RIPRESA E INVESTIMENTI A IMPATTO SOCIALE:
il primo cambio di passo deve essere del Terzo Settore
Da più parti si stanno levando richieste al Governo perché spinga sugli investimenti a impatto sociale per una ripresa post-Covid all’insegna della sostenibilità ambientale e sociale. La stessa richiesta va però indirizzata anche ad altre due categorie di soggetti.
Innanzitutto, alle banche, il cui portafoglio di prodotti per il terzo settore non ha ancora incluso in misura adeguata quei titoli di solidarietà introdotti dalla Riforma del terzo settore nel 2016. Strumenti finanziari innovativi, pensati per attivare gli oltre 4.600 miliardi di risparmio privato, che costituiscono la vera ricchezza italiana e che si stanno sempre più orientando verso investimenti green e social. Del resto, questa è la direzione sostenuta con forza anche dall’Unione Europea, con l’approvazione del cosiddetto Green New Deal e l’istituzione del Fondo europeo per l’innovazione e l’impatto sociali, gestito dal Fondo europeo per gli investimenti (FEI).
In secondo luogo, la richiesta di un’apertura agli investimenti a impatto sociale va rivolta anche – e anzi soprattutto – al terzo settore, che dovrebbe essere il primo a capirne la portata innovativa e che spesso, invece, continua a mostrarsi diffidente, se non addirittura avverso.
Ci piaccia o no, il volontariato vecchia maniera non basta più. La crescita esponenziale dei bisogni – si pensi, in primis, alla povertà – ci obbliga a ripensare l’idea stessa di politiche sociali: non più circoscritte a interventi emergenziali per tamponare le continue falle del welfare, ma ampliate all’ambizione di agire sulle cause dei problemi, siano essi inerenti disabili o migranti, tossicodipendenti o carcerati. Un’idea di politiche sociali, dunque, da affrontare anche come politiche economiche, in cui le risorse finanziarie spese per il welfare non siano più un mero costo, ma diventino occasione di sviluppo economico per l’intera comunità.
Il legislatore italiano questo lo ha capito già nel 2016, con l’approvazione della suddetta Riforma, e ciò nonostante, ancora oggi troppe organizzazioni del terzo settore mostrano una chiusura, talora aprioristica, verso le novità da essa introdotte, così come verso quel “movimento di fatto” che in tutto il mondo sta sperimentando i cosiddetti Social Impact Investments.
Eppure, il nostro Paese è ricchissimo di progetti sociali, molti di grande valore. Ma con un punto debole: la scarsa attenzione alla loro sostenibilità finanziaria. Oggi, però, l’innovatività non può consistere solo nell’idea, ma deve estendersi anche alle modalità di finanziamento.
Perché, allora, nel terzo settore persiste tanta diffidenza verso gli investimenti a impatto sociale?
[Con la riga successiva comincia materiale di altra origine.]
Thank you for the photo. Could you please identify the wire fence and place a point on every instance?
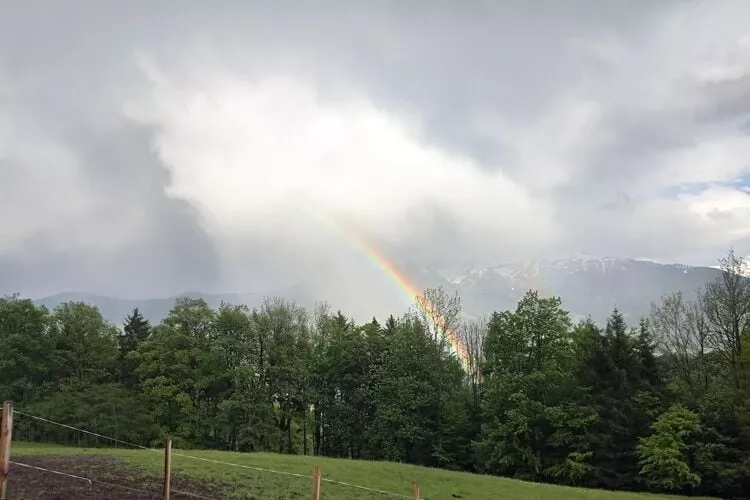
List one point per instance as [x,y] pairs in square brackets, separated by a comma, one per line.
[185,456]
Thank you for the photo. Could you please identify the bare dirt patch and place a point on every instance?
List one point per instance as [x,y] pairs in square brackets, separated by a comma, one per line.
[112,479]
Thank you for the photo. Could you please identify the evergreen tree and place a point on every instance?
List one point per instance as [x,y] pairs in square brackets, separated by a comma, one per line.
[136,330]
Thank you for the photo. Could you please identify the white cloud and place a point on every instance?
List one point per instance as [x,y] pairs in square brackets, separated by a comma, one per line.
[252,154]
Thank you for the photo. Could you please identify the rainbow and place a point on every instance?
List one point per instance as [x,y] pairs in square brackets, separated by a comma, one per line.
[405,285]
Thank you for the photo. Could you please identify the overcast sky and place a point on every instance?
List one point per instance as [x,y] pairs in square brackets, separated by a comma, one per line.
[149,148]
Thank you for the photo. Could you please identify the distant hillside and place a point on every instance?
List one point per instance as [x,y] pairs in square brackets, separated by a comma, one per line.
[588,286]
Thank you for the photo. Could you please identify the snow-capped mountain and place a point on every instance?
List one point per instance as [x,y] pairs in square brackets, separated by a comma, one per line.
[588,285]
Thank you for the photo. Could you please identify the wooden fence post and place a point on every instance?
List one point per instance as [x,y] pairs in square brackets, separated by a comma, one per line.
[316,482]
[167,468]
[6,433]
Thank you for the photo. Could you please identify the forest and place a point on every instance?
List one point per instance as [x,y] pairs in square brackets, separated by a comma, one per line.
[660,405]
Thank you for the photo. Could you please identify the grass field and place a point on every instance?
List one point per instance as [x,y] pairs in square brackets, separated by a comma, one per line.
[226,481]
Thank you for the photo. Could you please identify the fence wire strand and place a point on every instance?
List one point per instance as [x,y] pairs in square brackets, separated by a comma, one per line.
[97,481]
[218,462]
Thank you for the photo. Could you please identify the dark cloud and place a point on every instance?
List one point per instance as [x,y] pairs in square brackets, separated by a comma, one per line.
[547,129]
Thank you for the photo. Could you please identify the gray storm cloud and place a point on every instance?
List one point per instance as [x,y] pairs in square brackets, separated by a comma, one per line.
[153,148]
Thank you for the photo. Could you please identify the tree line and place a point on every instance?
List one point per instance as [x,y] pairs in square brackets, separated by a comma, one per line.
[660,406]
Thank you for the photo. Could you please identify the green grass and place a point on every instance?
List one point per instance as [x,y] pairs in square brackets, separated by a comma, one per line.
[397,478]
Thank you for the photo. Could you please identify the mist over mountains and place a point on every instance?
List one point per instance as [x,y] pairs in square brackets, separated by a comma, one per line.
[588,285]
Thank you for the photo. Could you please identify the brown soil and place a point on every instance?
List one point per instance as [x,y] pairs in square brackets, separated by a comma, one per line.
[112,479]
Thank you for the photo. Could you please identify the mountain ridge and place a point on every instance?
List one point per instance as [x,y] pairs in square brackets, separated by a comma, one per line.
[589,286]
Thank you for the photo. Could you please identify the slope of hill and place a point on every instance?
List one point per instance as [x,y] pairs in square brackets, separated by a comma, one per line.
[588,286]
[237,475]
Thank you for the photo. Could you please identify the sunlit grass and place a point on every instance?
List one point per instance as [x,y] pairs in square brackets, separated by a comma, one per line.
[245,483]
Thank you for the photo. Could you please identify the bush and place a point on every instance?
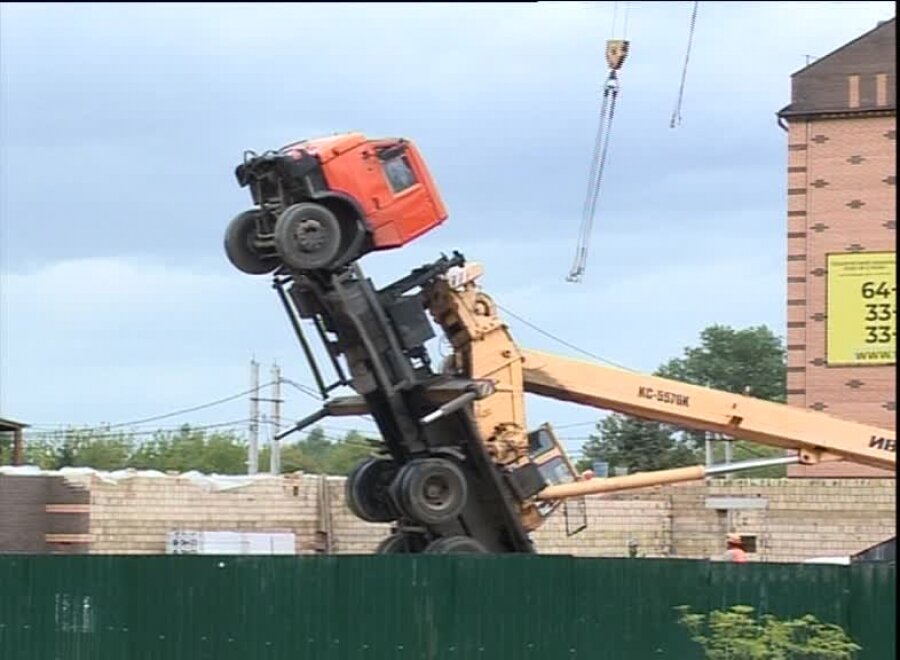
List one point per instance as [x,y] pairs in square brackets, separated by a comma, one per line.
[737,634]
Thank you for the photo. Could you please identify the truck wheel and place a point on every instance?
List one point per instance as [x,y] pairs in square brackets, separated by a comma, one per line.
[431,491]
[367,490]
[455,545]
[239,247]
[308,237]
[401,543]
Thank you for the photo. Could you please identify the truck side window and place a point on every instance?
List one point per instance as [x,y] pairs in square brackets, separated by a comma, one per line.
[399,173]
Forse, perché è più facile per tutti ricorrere a metodi di finanziamento tradizionali, continuando a bussare alle porte del Comune o della Regione, oppure a quelle di una fondazione bancaria o di un ricco filantropo?
Ma questo approccio oggi non può più funzionare: da un lato, perché i soldi pubblici stanno progressivamente diminuendo a fronte di bisogni crescenti; dall’altro, perché è irrealistico pensare che i filantropi possano farsi carico delle tante proposte progettuali che in Italia competono per farsi finanziare, in una sorta di insana competizione tra no-profit che rischia persino di svilirne il valore. Le stesse fondazioni bancarie non dispongono più delle risorse del passato e, in ogni caso, non riescono a raggiungere tutti i territori.
Ecco perché abbiamo tutti il dovere di provare a misurarci con strumenti innovativi anche dal punto di vista finanziario: non sono tutte diavolerie di una finanza “brutta e cattiva”, come qualche associazione continua a pensare, ad esempio, a proposito, dei social bond, salvo poi tornare a battere cassa dall’assessore o dal filantropo di turno.
Perché, invece, non imparare a distinguere tra strumenti finanziari “buoni” e strumenti finanziari “cattivi”? Progettare e basta è un lusso che oggi non possiamo più permetterci: è il momento che anche i volontari imparino a misurarsi con la ricerca di nuove vie di finanziamento. Basta ispirarsi ai (pochi) casi di veri investimenti a impatto sociale realizzati in Italia e da lì cominciare a sperimentarli su vasta scala.
Dobbiamo farlo, se vogliamo incidere davvero sul cambiamento e diventare un pungolo costruttivo per i governi di ogni livello territoriale.